El Quinto Mandamiento começa com a câmera em close no rosto de Victor, ele olha fixamente para a câmera e faz uma pergunta. A pergunta é seguida de várias informações carregadas por um tom confessional do personagem. Essa quebra da quarta parede, seguido de um monologo, emergem de forma imediata o expectador na obra, uma vez que, todas as falas parecem estar sendo direcionada ao expectador, afinal, nenhum contexto ainda foi desenvolvido.

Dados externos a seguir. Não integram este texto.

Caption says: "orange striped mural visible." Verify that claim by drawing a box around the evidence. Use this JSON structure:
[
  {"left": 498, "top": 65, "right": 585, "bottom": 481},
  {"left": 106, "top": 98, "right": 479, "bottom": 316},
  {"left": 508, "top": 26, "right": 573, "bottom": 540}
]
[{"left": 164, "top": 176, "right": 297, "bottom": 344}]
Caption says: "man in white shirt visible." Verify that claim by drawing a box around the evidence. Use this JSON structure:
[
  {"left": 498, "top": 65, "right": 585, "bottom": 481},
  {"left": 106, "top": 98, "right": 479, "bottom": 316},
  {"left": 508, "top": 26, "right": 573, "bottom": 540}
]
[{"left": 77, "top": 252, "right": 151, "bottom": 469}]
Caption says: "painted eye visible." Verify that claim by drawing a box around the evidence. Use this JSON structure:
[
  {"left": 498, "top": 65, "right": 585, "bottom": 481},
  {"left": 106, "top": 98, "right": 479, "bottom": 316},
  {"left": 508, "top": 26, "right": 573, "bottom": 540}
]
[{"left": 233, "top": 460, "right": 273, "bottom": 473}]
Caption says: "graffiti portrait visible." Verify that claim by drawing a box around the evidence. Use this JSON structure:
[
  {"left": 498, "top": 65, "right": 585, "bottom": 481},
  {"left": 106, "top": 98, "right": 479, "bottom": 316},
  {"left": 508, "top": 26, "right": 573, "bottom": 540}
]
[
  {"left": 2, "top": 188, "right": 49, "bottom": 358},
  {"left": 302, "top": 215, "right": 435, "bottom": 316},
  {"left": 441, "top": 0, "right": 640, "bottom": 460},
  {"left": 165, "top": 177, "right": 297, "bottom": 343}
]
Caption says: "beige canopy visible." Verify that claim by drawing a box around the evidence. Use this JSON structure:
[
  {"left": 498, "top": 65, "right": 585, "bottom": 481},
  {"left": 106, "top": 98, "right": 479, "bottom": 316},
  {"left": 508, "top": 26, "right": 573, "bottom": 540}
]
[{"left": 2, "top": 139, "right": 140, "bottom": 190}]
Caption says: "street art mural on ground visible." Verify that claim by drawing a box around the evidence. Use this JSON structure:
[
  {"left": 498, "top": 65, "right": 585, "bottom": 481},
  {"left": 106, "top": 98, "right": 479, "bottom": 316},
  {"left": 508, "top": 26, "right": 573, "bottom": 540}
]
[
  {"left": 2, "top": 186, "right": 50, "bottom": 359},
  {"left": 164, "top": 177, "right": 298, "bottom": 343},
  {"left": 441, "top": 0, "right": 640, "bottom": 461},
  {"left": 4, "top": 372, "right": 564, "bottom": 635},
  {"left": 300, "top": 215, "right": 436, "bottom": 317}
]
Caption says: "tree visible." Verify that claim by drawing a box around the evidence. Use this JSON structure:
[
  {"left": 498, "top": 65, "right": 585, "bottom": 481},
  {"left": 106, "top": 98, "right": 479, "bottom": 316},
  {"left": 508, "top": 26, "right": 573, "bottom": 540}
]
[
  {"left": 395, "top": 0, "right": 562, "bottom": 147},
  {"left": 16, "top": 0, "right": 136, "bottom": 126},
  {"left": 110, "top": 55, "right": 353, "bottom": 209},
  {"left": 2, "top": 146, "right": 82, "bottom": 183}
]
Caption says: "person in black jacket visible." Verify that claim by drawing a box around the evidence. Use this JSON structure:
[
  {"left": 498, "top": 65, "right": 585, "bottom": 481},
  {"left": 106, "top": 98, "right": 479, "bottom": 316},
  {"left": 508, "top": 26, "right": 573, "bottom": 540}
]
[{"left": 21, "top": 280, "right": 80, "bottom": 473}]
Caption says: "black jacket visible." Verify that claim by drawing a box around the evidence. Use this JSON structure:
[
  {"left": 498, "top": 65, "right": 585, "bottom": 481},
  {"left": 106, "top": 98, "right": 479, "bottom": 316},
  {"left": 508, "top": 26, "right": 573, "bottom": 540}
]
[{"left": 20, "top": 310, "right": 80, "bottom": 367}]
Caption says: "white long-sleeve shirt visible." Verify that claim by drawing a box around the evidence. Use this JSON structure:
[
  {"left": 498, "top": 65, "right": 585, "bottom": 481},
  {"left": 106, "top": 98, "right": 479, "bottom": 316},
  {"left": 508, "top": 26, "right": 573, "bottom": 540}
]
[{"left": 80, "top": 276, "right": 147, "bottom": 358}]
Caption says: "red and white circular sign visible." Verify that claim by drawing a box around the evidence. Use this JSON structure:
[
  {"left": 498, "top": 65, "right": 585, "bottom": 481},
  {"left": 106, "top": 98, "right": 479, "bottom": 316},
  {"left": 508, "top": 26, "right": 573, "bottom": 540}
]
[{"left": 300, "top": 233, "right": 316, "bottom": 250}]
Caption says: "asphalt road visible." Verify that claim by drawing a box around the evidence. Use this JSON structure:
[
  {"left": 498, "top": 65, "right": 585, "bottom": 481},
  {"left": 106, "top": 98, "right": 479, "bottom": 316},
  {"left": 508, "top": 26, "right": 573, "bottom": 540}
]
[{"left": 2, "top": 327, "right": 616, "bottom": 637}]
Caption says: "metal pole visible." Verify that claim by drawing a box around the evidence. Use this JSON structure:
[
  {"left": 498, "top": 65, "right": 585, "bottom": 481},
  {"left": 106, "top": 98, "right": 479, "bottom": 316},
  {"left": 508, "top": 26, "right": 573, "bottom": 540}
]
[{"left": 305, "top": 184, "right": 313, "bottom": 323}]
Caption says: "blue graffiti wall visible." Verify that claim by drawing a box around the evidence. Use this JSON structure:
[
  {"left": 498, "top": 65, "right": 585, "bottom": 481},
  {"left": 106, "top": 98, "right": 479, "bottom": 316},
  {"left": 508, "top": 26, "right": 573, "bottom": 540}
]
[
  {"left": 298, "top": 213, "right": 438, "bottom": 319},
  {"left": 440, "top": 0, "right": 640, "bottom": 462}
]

Entende-se desde o primeiro momento que o diretor Rafa Lara deseja colocar o expectador como observador onisciente dos acontecimentos. Nenhum ponto de vista é sugerido pelo diretor. Todos os pontos são somente apresentados ao expectador, que tirará suas próprias conclusões. É interessante perceber como através desta escolha de linguagem audiovisual o diretor interage com a capacidade narrativa da mente do expectador.

Quando digo - capacidade narrativa da mente - eu me refiro a toda a bagagem cultural, a todas as experiências sensoriais, físicas e espirituais que a mente do expectador carrega e o ajudam a construir a lógica para a narrativa da obra audiovisual que está sendo assistida. Sabe-se que não é necessário possuir grandes conhecimentos para se assistir um filme ou desfrutar de uma obra de arte, afinal a interpretação não é o objetivo fim da arte. Entretanto, algumas bagagens podem favorecer, principalmente em filmes que tratam sobre temas específicos.

O filme em questão lida com temas sensíveis e ao deixar o expectador a vontade para tirar suas próprias conclusões, ele abre um leque que alcança diversas capacidades narrativas da mente: a mãe que rezava um terço com o filho quando ele era criança ou o filho que apanhava para rezar o terço. Os adultos que acreditam em adultos e colocam em dúvida a palavra de uma criança. As crianças que não tem sua voz ouvida pelos adultos. O padre que comete um crime e se aproveita da impunidade para continuar cometendo atrocidades. O policial com problemas pessoais, que o fazem querer desistir, mas que precisa colocar a vida das vítimas acima da sua e localizar o culpado pelos crimes. A pessoa que quer ser amada. A pessoa que quer salvação.

Acredito que de forma consciente a decisão por essa forma de traduzir o roteiro para a tela foi adotada pelo diretor, de modo a deixar o expectador desconfortável. Uma vez que, filmando de maneira abertamente impessoal ele propõe diversos pontos de vista narrativos que podem ser acolhidos por uma variedade de capacidades narrativas da mente. Sendo assim, com essa obra o expectador não fica passivo. Ao acessar a narração da mente de cada expectador o diretor consegue gerar reações físicas, seja desprezo, nojo, repulsa ou medo, que vão ao encontro das vivências e verdades que cada expectador carrega dentro de si.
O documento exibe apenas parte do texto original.